List of Sets: Find Intersecting Sets

This took me way too long and I think its right/working, but … am I missing a better solution?

defmodule IntersectingSets do
  def meld([], [], [], result) do
    result
  end

  def meld([item|rest], [], [], result) do
    meld(rest, [item], result, [])
  end

  def meld(rest, [item], [], result) do
    meld(rest, [], [], [item|result])
  end

  def meld(rest, [item], [head|tail], result) do
    cond do
      MapSet.intersection(item, head) |> MapSet.size == 0 ->
        meld(rest, [item], tail, [head|result])
      true ->
        meld(rest, [MapSet.union(item, head)], tail, result)
    end
  end

  def meld([item|rest]) do
    meld(rest, [], [], [item])
  end
end

Why so complicate?

iex> m1 = MapSet.new([1, 2, 3])
#MapSet<[1, 2, 3]>
iex> m2 = MapSet.new([2, 3, 4])
#MapSet<[2, 3, 4]>
iex> MapSet.intersection m1, m2
#MapSet<[2, 3]>

… or maybe I didn’t get what You want

UPDATE: Well, I didn’t get what You want to do… better use data and expected result in that case.
Also, I would not write it like this… first the main entry function, then the rest private…

defmodule Koko do
  def meld(list) do
    ....
  end

  defp do_meld(a, b, c, d) do
    ....
  end
end

With your code, You need to start to read from the bottom.

1 Like

I’m also unclear what the end result is at first glance. Additionally of the actual code, if/else is generally preferred over cond and you can use Enum.empty?/1 instead of the MapSet.size == 0

FWIW, you’ll get much better responses if you describe what this code is supposed to do.

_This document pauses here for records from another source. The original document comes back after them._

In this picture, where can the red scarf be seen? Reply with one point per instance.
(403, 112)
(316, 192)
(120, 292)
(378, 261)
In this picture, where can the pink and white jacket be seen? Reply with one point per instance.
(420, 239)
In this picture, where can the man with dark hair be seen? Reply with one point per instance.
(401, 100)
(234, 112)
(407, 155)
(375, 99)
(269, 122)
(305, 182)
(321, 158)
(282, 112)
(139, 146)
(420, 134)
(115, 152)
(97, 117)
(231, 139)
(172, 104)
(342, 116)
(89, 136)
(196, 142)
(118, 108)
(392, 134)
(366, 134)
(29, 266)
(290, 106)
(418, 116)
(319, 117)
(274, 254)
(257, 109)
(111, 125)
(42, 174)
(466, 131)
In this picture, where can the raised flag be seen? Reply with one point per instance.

Tracing through an example by hand, it will return the whole input list if every given MapSet intersects with every other one. Non-intersecting sets will be combined.

Some general notes on structure:

  • the second argument is always patterned-matched against either [] or [item]. Consider removing the useless list wrapping and use nil vs item instead

  • +1 to using if over a cond with one non-default branch

  • consider using MapSet.disjoint?/2 - there’s probably a tiny performance benefit to not constructing the whole result of MapSet.intersection, but more importantly it’s clearer what the intent of the check is

2 Likes

This is much more idiomatic, agreed. If it’s part of a very hot loop in the code with tight performance tolerances, the specialized/simple version may still perform better, so it would be a good idea to measure with Benchee or similar.

You might use Enum.reduce/3 in the following way (untested, but it should work):

Enum.reduce(sets, [], fn set, sets ->
  case Enum.split_with(sets, &MapSet.disjoint?(&1, set)) do
    {_, []} ->  # not a single join, totally alien, appending
      [set | sets]
    {disjoined, joined} ->  # ⇓⇓⇓ here is a trick ⇓⇓⇓
      [Enum.reduce(joined, set, &MapSet.union/2) | disjoined]
  end
end)

The only interesting thing here is that once we discovered all the sets joined the tested one, all of them are to be joined.

1 Like

thx everyone! working a bit too much but once i do some rewrite based on comments here ill post again!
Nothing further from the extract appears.